Eurozone bonds open 2016 on firm ground thanks to safe-haven bid


Investors clamoured for eurozone government bonds when markets opened for 2016 on Monday with tensions in the Middle East and a sell-off in Chinese stocks driving demand for safe-haven debt.

Yields on 10-year bonds were 2-9 basis points lower across the region, and short-dated German government bond yields fell to their lowest in about two weeks.

European stocks tumbled more than 2 percent, with Chinese shares slumping 7 percent on news that Chinese factory activity contracted for a 10th straight month in December.

Heightened tensions between Iran and Saudi Arabia encouraged investors to seek safety in bond markets.

Saudi Arabia, the world's biggest oil exporter, cut diplomatic ties with Iran on Sunday in response to the storming of its embassy in Tehran. Tensions between the two escalated after Riyadh's execution of a top Shia cleric at the weekend.

"All in all, the moves are still reasonably modest and markets are not sure what to make of this tension in the Middle East and whether it will escalate," said KBC strategist Piet Lammens.

A resumption of the European Central Bank's bond-buying programme on Monday after a temporary pause for the Christmas break was seen supporting euro zone bonds.

The yield on two-year German bonds dipped to a two-week low of -0.356 percent. German five-year bond yields also fell to a two-week low at -0.082 percent while 10-year yields fell 6.4 bps to 0.57 percent.

U.S. Treasury yields were also lower, with 10-year yields down 4.8 bps at 2.22 percent.

Analysts said an outperformance of German bonds against U.S. peers may be explained by developments in currency markets that were refocusing attention on low inflation in the euro zone.
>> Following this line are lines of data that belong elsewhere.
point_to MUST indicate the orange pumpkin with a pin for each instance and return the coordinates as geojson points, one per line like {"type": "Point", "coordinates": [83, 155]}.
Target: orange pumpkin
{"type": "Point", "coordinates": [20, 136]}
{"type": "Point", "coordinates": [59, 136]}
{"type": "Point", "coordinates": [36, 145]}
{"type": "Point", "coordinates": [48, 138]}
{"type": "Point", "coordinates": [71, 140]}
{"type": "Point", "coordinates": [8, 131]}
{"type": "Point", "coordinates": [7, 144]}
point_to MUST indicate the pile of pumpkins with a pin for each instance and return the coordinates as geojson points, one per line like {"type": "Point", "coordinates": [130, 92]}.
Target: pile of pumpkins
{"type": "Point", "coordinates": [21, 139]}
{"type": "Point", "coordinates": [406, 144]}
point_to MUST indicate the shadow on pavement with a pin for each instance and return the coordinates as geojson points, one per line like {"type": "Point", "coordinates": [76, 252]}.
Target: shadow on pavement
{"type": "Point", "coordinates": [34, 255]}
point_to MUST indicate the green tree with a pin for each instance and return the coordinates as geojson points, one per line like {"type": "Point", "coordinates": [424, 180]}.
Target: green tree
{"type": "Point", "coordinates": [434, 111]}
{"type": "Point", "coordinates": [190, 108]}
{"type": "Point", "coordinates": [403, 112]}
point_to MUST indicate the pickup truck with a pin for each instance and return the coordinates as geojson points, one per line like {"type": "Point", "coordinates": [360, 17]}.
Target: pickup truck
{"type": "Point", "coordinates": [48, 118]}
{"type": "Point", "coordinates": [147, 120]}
A firm euro, which rose 0.5 percent against the dollar on Monday, helps dampen inflation in the euro zone.

China's central bank meanwhile set the guidance rate for the yuan at a more than 4-1/2 year low on Monday.

A weaker Chinese currency lowers the value of Chinese imports and adds to the deflation risks in the euro zone, where the ECB last year embarked on aggressive monetary stimulus to meet an inflation target of close to 2 percent.

"The fact that the euro is strengthening suggests global disinflationary pressures seem more acute in Europe," said Richard McGuire, senior fixed income strategist at Rabobank.

"The weakening of the yuan points to the U.S importing deflation as Chinese imports are cheaper and in Europe, because the euro is strengthening versus the dollar as the yuan is weakening against the dollar, the impact is magnified," he said.

German annual inflation stayed at ultra-low levels in December, preliminary state data indicated on Monday. A flash estimate of December euro zone inflation is due out on Tuesday.

Elsewhere, bonds from Catalonia showed little reaction to the prospect of new elections in the Spanish region after a far-left party on Sunday voted against supporting nationalist regional President Artur Mas for re-election.